When the war breaks out, everybody says: “We want peace.” The invaders say: “We have attacked in order to make peace. The invaded say: “We are defending ourselves in order to keep the peace.” And thus the war goes on until a measure of evil has been fulfilled.
Prayer: Lord, if we cannot stop the war, help us at least preserve love and peace in our hearts.
Belgrade 1999: I live in the country waging war with the greatest armed forces in the world. In the center of Belgrade, while I am writing this, cruise missiles and bombs of enormous destructive power keep hitting my immediate surroundings. People I meet daily while shopping for bread are getting killed, while the seriously wounded cry all night long until they are rescued from the ruins. Children are paralyzed from shock and fear.
At the same time lines of refugees are fleeing their homes into insecurity where the only secure things are famine, sickness and death.
The horror of this war, as in all the preceding ones, is that those who suffer most are innocent people.
Battle Field “Yugoslavia”: Military technology and the precision of modern weapons have improved considerably over the past decades though the definition of what is a military target becomes less and less precise. But we who have served as guinea pigs for testing these horrible weapons, are impressed that “intelligent” rockets and bombs cannot distinguish between innocent and guilty.
Is There a Way Out? The war has completely spoilt everyday life. Helplessness, despair at having lost all property and fear of death are predominant feelings in the war. Many people would like to go back to their former careless and comfortable way of life, but God does not respond to their wishes: “The anger of the Lord will not turn back until He fully accomplishes the purposes of His heart; in days to come you will understand it clearly” (23:20), the prophet Jeremiah said a long time ago in a situation much like ours.
For the majority, there is no such thing as a secure place to hide from death.

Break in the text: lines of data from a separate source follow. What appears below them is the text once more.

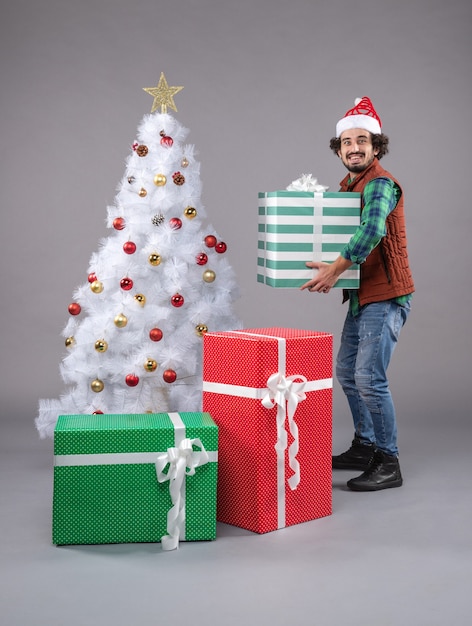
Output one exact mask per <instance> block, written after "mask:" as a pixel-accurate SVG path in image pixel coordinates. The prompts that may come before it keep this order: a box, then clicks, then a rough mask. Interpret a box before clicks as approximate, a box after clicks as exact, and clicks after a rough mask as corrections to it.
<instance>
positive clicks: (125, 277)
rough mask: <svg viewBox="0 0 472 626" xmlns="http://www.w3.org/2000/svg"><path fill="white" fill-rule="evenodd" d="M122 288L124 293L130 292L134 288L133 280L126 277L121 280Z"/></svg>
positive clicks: (120, 285)
mask: <svg viewBox="0 0 472 626" xmlns="http://www.w3.org/2000/svg"><path fill="white" fill-rule="evenodd" d="M120 287H121V288H122V289H123V291H129V290H130V289H132V288H133V281H132V280H131V278H128V277H127V276H126V277H125V278H122V279H121V280H120Z"/></svg>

An Old Persian Story: A rich and powerful Persian was taking a walk in his garden together with his servant. The servant was crying because he had just met Death, who said he was soon going to take him away. He asked his master to let him have his fastest horse so that he could to run away to Teheran and be safe there by night fall. The master let him do so, and the servant fled on horse back. On his way home, the master happened to meet Death and asked, “Why are you threatening to take my servant?” “I did not threaten him,” answered Death. “I was just surprised at seeing him here — I was expecting to find him tonight in Teheran!”
Jesus Christ: “If anyone would come after me, he must deny himself and take up his cross and follow me, for whoever wants to save his life, will lose it, but whoever loses his life for me, will find it.” (Matt. 16:24-25)
Fear of Death: Inner restlessness and fear of death are definite signs that we are far away from God. Fear of death is, in fact, fear of meaningless life. It is fear of coming in the presence of God, without having finished one’s life work. It is not the war that causes that fear. It only reveals it.
Impotency of Evil: If we have just a little faith, evil has neither the power nor the force to knock us down. That is why it is not only the bearers of evil and death that are separated from God, but also those who fear that evil and death.
God: While the war goes on, we feel God as being very cruel. He is not malicious, though. He expects us to respect His will, to be His collaborators in this world. He is always willing to help us do so. Difficult circumstances, such as war should not prevent us from doing so. On the contrary, the more difficult the conditions, the greater the glory.
Guilt: When the war happens, we tend to blame exclusively the adversary. It seems to me that God looks at the war in a different way; for Him everyone who has not found his way in God’s sight is to blame.
Peace: In wartime everybody agrees that the most important thing is to stop the war and make peace. This is the way people see it. In God’s view, the silence of arms is not enough; He wants the peace to dwell with love in people’s hearts.
Flower: I keep watching a beautiful rose in my garden. It blossoms and gives off a sweet fragrance, even now when I’m not tending it. It doesn’t mind the war, or the weed that keeps choking it, or the fact it has not been watered or dug up for months. From year to year it has been doing what God had created it to do. It is strange how distant we are from a mere rose.
Victory: The most important battle in this war is not going on in a battlefield but against an invisible enemy. Our goal is not to destroy other people, or to do our best to make them better. Every battle must begin and end up with the victory within ourselves.
Evil will be beaten only when we allow Divine peace and love to settle in our hearts forever.